2. For each service in targets:

   ### systemd variant
   - Writes `deploy/systemd/<service>.service`:
     ```ini
     [Unit]
     Description=<service> (yakOS-managed)
     After=network.target

     [Service]
     Type=simple
     User=<service>
     WorkingDirectory=/opt/<service>
     ExecStart=/opt/<service>/bin/<service>
     Restart=on-failure
     RestartSec=5
     StandardOutput=journal
     StandardError=journal

     [Install]
     WantedBy=multi-user.target
     ```

   ### pm2 variant
   - Writes/extends `ecosystem.config.js`:
     ```js
     module.exports = {
       apps: [{
         name: '<service>',
         script: './dist/<service>.js',
         instances: 1,
         autorestart: true,
         watch: false,
         max_memory_restart: '512M',
         env: { NODE_ENV: 'production' },
       }]
     }
     ```

   ### k8s variant
   - Writes `deploy/k8s/<service>-deployment.yaml`:
     ```yaml
     apiVersion: apps/v1
     kind: Deployment
     metadata:
       name: <service>
     spec:
       replicas: 1
       selector:
         matchLabels: { app: <service> }
       template:
         metadata:
           labels: { app: <service> }
         spec:
           containers:
           - name: <service>
             image: <service>:latest
             livenessProbe:
               httpGet: { path: /healthz, port: 8080 }
               initialDelaySeconds: 30
               periodSeconds: 10
             readinessProbe:
               httpGet: { path: /healthz, port: 8080 }
               initialDelaySeconds: 5
               periodSeconds: 5
     ```
   - Plus accompanying `<service>-service.yaml`.

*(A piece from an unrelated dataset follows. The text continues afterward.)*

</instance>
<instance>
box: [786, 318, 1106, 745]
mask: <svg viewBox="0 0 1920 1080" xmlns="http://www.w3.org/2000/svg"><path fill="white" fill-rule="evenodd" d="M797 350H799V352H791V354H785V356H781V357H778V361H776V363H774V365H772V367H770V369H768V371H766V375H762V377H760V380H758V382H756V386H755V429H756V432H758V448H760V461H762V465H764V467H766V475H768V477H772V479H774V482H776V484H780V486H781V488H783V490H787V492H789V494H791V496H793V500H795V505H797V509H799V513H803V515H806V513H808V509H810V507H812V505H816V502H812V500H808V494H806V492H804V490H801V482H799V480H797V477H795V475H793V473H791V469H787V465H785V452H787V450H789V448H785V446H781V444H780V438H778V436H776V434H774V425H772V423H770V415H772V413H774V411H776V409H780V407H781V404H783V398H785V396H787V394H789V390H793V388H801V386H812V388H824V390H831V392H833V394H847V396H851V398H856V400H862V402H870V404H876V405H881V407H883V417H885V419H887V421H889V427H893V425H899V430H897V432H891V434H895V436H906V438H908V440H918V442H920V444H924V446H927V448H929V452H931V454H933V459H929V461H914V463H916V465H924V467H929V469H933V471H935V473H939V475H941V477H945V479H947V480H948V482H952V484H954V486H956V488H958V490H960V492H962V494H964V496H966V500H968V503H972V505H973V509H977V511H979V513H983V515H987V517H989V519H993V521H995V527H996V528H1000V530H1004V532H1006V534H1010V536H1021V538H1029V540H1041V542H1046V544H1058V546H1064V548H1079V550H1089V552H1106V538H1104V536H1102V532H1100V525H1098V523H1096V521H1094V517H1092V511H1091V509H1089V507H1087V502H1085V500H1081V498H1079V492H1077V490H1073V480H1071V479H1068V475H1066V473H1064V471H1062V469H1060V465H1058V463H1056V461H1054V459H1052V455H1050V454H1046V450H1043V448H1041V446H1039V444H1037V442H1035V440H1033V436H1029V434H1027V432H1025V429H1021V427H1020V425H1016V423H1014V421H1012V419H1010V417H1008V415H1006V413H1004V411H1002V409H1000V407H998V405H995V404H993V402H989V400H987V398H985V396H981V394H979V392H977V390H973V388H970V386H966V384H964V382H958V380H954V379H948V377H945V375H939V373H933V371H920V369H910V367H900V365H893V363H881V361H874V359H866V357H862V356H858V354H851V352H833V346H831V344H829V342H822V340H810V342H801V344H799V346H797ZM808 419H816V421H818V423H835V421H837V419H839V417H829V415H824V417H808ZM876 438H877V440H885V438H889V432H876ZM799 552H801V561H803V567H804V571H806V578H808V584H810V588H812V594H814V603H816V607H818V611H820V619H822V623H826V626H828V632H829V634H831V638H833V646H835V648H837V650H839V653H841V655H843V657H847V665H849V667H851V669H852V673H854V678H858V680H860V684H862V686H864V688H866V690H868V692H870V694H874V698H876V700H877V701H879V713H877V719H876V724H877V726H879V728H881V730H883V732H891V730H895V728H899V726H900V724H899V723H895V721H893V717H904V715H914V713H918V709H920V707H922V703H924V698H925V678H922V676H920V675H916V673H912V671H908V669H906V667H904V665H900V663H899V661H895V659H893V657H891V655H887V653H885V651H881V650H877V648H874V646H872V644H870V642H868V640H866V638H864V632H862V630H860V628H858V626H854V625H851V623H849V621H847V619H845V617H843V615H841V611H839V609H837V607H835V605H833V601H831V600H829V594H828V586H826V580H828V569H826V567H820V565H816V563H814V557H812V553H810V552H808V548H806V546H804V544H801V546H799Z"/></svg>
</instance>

   ### docker-compose variant
   - Adds/updates `docker-compose.yml` service entry:
     ```yaml
     services:
       <service>:
         build: ./<service-dir>
         restart: unless-stopped
         healthcheck:
           test: ["CMD", "curl", "-f", "http://localhost:8080/healthz"]
           interval: 30s
           timeout: 5s
           retries: 3
     ```

3. Drop in `/healthz` stub if not already present per backend
   language (Go: `internal/handler/health.go`; Node/Express:
   middleware addition; Python/FastAPI: route addition; etc.).
   The stub MUST check at minimum the DB connection (if the
   service uses one); operator extends to check other downstream
   deps.

4. Drop in `docs/runbooks/<service>-runbook.md` skeleton with
   sections:
   - Quick reference (start/stop/restart commands)
   - Common failures + remediation
   - Drain procedure (graceful shutdown)
   - Rollback procedure (last-known-good)
   - On-call contact

## Manual pass

After scaffold:

1. Operator reviews supervisor configs against ops conventions
2. Operator extends `/healthz` to check ALL relevant deps (DB +
   queue + cache + downstream APIs as applicable)
3. Operator fills in runbook content
4. Operator wires supervisor into deploy pipeline (install
   systemd unit, deploy k8s manifest, etc.)

## Findings synthesis

Output is:
- `deploy/<supervisor>/<service>.<ext>` per target service
- `/healthz` endpoint code per service (if absent before)
- `docs/runbooks/<service>-runbook.md` skeleton per service
- README addendum:
  ```markdown
  ## Operations

  Services run under <supervisor>. See `deploy/<supervisor>/`
  for configs and `docs/runbooks/` for restart procedures.
  Healthchecks at `/healthz` on each service port.
  ```

## Known gotchas

- **Healthcheck depth.** A liveness probe that just confirms
  the process is alive (TCP connect to port 8080) is barely
  better than nothing. A REAL liveness check pings the DB,
  inspects pool status, verifies queue accessibility.
- **Initial delay too short.** k8s `initialDelaySeconds: 30`
  is a safe default; slow-starting services (long migrations
  on boot) need more. Operator tunes per service.
- **Restart-loop hiding root cause.** If `restart: always`
  hides a service crashing every 10s, the audit-trail shows
  a dead service that appears healthy in supervisor status.
  Couple with monitoring (out of scope here) that alerts on
  restart frequency.
- **Existing supervisor configs.** Scaffold detects and offers
  to skip rather than overwrite. Operator removes existing or
  uses `--force` per service.
- **No supervisor selection in .yakos.yml.** Scaffold prompts
  interactively or accepts `--supervisor` flag. Documented in
  `cross-project-standards-plan.md` §5.